Forewarned can be forearmed – GDPR and Public Procurement

Context

On 6 May 2022, the Belgian Council of State has issued a judgment relating to the verification of the conformity of an offer with the General Data Protection Regulation No. 2016/679 of the European Parliament and of the Council of 27 April 2016 (“GDPR”).

To understand the concrete impact of this judgment, it should be recalled that, under Belgian Law, tenderers are obliged to submit offers that are compliant with the technical specifications and contracting authorities must verify whether the offers submitted are really compliant or, if they do contain a substantial irregularity justifying their rejection (Article 76 of the Royal Decree of 18 April 2017). A substantial irregularity is an irregularity which is such as to give the tenderer a discriminatory advantage, to distort competition, to prevent the evaluation of the tenderer's tender or its comparison with other tenders, or to render the tenderer's engagement to perform the contract in accordance with the conditions set in the procurement documents non-existent, incomplete or uncertain.

In assessing whether an offer does contain a substantial irregularity, the contracting authority has to assess the services proposed by the tenderer in its offer. And, in case of contradiction between the services proposed and the tender specifications (including those contained in the Royal Decree of 14 January 2013), the contracting authority has the right to reject the offer should it consider that the contradiction does constitute a substantial irregularity.

Judgment

In the matter at hand, the public contract related to the subscription to a collective tool for analysis and feedback analysis and feedback tool for hospital activity. The management of this tool involved the processing of personal data, in particular health data.

It is apparent from the judgment that the procurement documents did not include a specification relating to the compliance with the GDPR. At most, the procurement documents contained a specific provision, in the performance conditions of the contract, stating that

“The successful tenderer and the contractor undertake to process personal data collected in the context of this public contract in accordance with the General Data Protection Regulation No. 2016/679 of the European Parliament and of the Council of 27 April 2016.

In this context, the successful tenderer and its subcontractors undertake to ensure that the personal data collected is used solely for the performance of the contract, or in fulfilment of a legal obligation, or with the explicit consent of the contracting authority.”

In the case at hand, the applicant argued that:

1. The contracting authority should have verified whether the winning bid complied with the GDPR;

2. Since this verification has not been proceeded, the award decision was illegal;

3. There were several potential violations of the GDPR, including the transfer of personal data to a third country to a third company located in Russia. Considering the existence of this potential transfer, the contracting authority should have also verified that the offer did comply with Chapter V of the GDPR to ensure that the level of protection of individuals guaranteed by the GDPR is not compromised.

The Council of State did agree with this view.

It observed that, in this particular procurement, the contracting authority were the “controller” of personal data, within the meaning of the GDPR and had to check that the services offered by the tenderer provide the guarantees required by the GDPR. Even though the procurement document did not provide it explicitly, the Council of State considered that this requirement was not only performance condition of the contract, but also a “technical specification” of the contract, which, given its nature, was a minimum requirement that the tenders must necessarily meet.

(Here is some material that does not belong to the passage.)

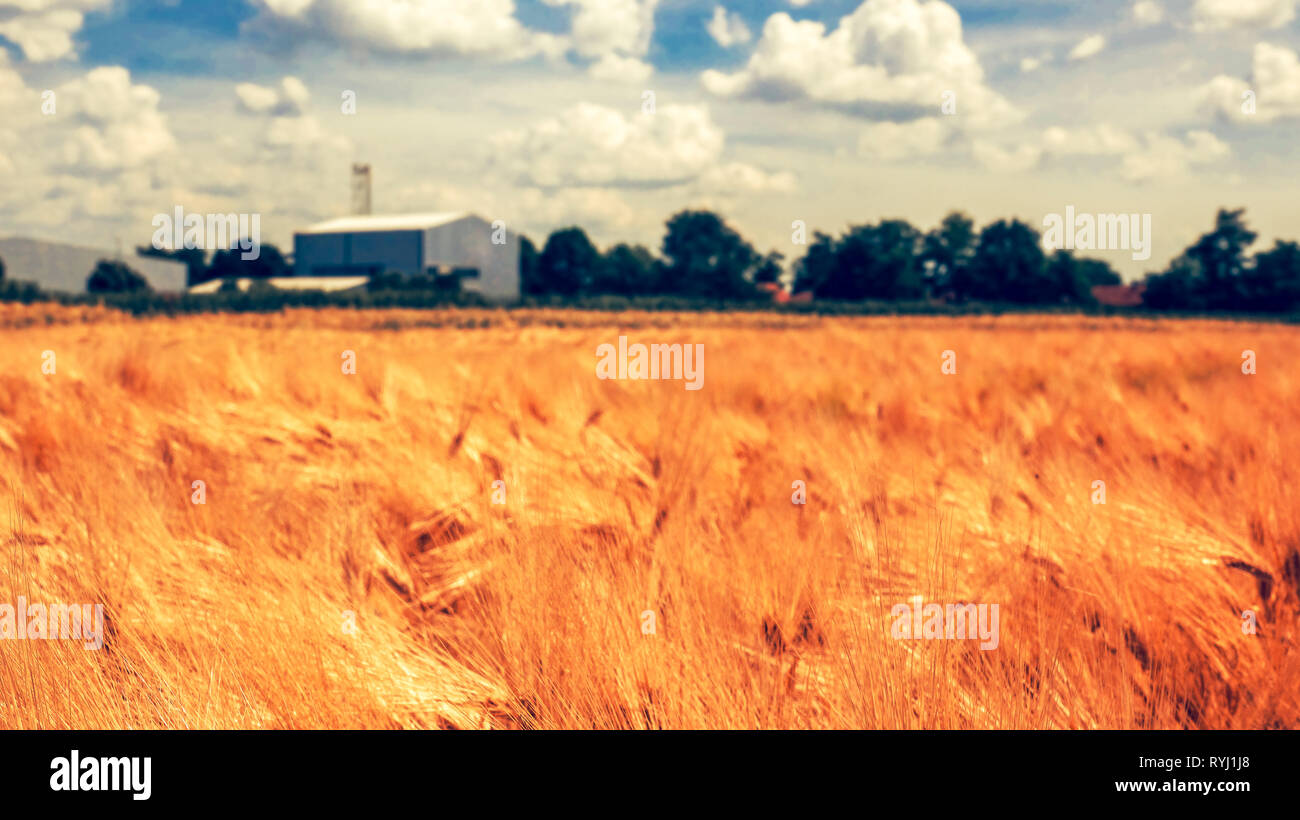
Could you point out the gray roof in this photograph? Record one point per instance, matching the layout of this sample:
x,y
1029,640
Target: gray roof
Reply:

Accordingly, the Council of State considered that the contracting authority should have assessed the compliance of the offer with the GDPR at the stage of the award of the procurement. In the matter at hand, it observed that the contracting authority decided to suspend the decision to award the contract to the winning tenderer as the contracting authority did not proceed to this assessment.

Lessons

What lessons can be drawn from this judgment?

4. On contracting authorities’ side, this judgment further demonstrates that they are not only responsible to verify the compliance of the offer with public procurement legislations, but also with other legislations applicable to the provisions to perform (including the GDPR). This means that contracting authorities need to reinforce their internal capacity in order to ensure that they do have the competent person to proceed to the required assessment.

On the downside however, as we observed more and more in Belgium, we cannot exclude that several contracting authorities will tend to centralize their procurements using for example central purchasing bodies with the appropriate capacity and knowledge to proceed to comprehensive assessments.

5. On the bidders side, you must really proceed to a comprehensive compliance check of any offer you submit as part of a tender procedure. If the services to be performed entail the processing of personal data, an analysis under the GDPR is therefore mandatory and must be done before the submission the offer and not during the performance of the contract.